Born in Nakano in 1950, Hisaishi was a music and film buff from an early age – as in, he started learning violin when he was four and watched 300 movies a year as a kid! He studied music composition at the Kunitachi College of Music in 1969 and was influenced by minimalist composers like Phillip Glass, as well as popular music from Japan at the time.

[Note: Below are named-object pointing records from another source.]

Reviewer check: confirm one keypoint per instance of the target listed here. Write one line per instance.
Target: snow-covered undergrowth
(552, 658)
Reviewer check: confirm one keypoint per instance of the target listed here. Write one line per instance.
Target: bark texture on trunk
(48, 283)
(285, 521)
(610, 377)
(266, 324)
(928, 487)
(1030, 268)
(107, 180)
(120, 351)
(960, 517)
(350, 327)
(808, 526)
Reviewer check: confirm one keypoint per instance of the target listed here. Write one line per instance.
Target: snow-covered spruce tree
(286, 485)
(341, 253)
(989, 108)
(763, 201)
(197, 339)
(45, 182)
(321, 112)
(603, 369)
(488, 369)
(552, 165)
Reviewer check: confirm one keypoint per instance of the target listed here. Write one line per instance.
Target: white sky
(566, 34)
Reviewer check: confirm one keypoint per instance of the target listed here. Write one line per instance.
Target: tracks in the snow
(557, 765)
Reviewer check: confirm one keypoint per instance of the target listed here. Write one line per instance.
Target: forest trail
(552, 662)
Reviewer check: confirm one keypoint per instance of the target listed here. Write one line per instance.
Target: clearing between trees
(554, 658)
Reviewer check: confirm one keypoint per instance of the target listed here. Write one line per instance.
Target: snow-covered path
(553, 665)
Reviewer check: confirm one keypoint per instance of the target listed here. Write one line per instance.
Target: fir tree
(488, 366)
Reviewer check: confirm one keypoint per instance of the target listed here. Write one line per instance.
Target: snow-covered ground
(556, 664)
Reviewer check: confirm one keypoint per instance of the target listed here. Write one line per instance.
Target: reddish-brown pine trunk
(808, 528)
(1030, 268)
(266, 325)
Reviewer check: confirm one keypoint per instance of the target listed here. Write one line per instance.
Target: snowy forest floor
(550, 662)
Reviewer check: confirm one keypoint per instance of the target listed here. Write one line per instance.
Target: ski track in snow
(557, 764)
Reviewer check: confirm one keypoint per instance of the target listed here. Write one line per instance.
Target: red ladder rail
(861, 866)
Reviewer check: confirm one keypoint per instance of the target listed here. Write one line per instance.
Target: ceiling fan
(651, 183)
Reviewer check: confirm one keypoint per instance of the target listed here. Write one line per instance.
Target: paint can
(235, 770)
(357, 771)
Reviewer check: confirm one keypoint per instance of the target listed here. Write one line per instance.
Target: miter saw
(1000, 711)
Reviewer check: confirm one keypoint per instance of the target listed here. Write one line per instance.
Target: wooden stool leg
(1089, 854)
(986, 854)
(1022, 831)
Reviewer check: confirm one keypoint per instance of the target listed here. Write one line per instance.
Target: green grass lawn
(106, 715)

Hisaishi did a few middling anime soundtracks in the 70’s, but his big break came in 1984 when he collaborated with director Hayao Miyazaki for Nausicaä of the Valley of the Wind. Although it came before Ghibli was founded, Nausicaä has all the hallmarks of the studio’s later heights: captivating landscapes, heavy thematic introspection, and one of the best scores in film history. The post-apocalyptic world uses a dark choir and electronic instruments to highlight humanity’s desperation to surivive. But the main theme is Hisaishi’s signature style: stirring violins and a melancholic piano that makes you feel wistfully nostalgic, even if it’s your first time seeing the movie:
But his score for Ghibli’s first feature film, Castle in the Sky, is even better. The steampunk fantasy setting was highly influential on Japanese pop culture icons like Final Fantasy and Fullmetal Alchemist, but with more melancholic atmosphere than bombastic action. The opening credits alone brings people to tears, as the mournful melodies highlight the heights humanity can reach with the tragedy of it all crashing down in a moment. Castle in the Sky‘s score is pure movie magic, and the fact that it only plays for about 40 minutes of a two-hour movie somehow just makes it more memorable.
Miyazaki’s next two films, My Neighbor Totoro and Kiki’s Delivery Service, are more kid-friendly, so they needed more lighthearted but still stirring OSTs. Joe Hisaishi more than delivered, with Totoro using new-agey synths to show childhood wonder, and Kiki doing the same with classical-inspired flutes. The music draws us into the worlds of these movies, and helps us empathize with our young female protagonists as they discover the joy, heartbreak, and beauty of the world all around them.
Studio Ghibli was living large in Japan, but they struggled to gain a wide audience internationally. But that changed with 1997’s Princess Mononoke, an anime blockbuster that was more ambitious, progressive, and emotionally impactful than any other action movie out at the time. Drawing from Japanese history and folklore, Miyazaki told a tale of war between the human and spirit worlds. Of course, an epic soundtrack was a must! Hisaishi tool influence from classical Japanese music, using traditional stringed instruments like the koto with clever references to Western classical music thrown in for good measure. Like the film itself, the OST is a beautiful blend of cultures and ideas. You don’t need to know anything about anime or Japanese culture to appreciate this as a movie, or just as a work of art.
And of course, I have to mention Spirited Away! It’s my favorite movie of all time. I have a hard time talking about it objectively. I put the soundtrack on at night when I can’t sleep and need to stop the gears in my head from grinding. The most famous scene has no dialogue or action – just the watercolor sunset, Chihiro’s longing look outside, and this wistful song that makes me see the same colors as in the movie. So many movies today try to fill every second with noise, but Miyazaki was always smart enough to know when to let Hisashi’s score speak for itself.
I could go on forever, and talk about Howl’s Moving Castle or Ponyo or Ni No Kuni or the 100+ other albums and scores he’s done, but you get the idea. Joe Hisaishi is a composing machine, capable of working in almost any genre in his own unique style. Miyazaki’s had to slow down his creative output with age, but all of his movies are legendary. (Well, maybe not Porco Rosso.) They’re meant for watching again and again, with family. So it’s only natural that their music makes us think about all the joy, melancholy, and wonder of childhood.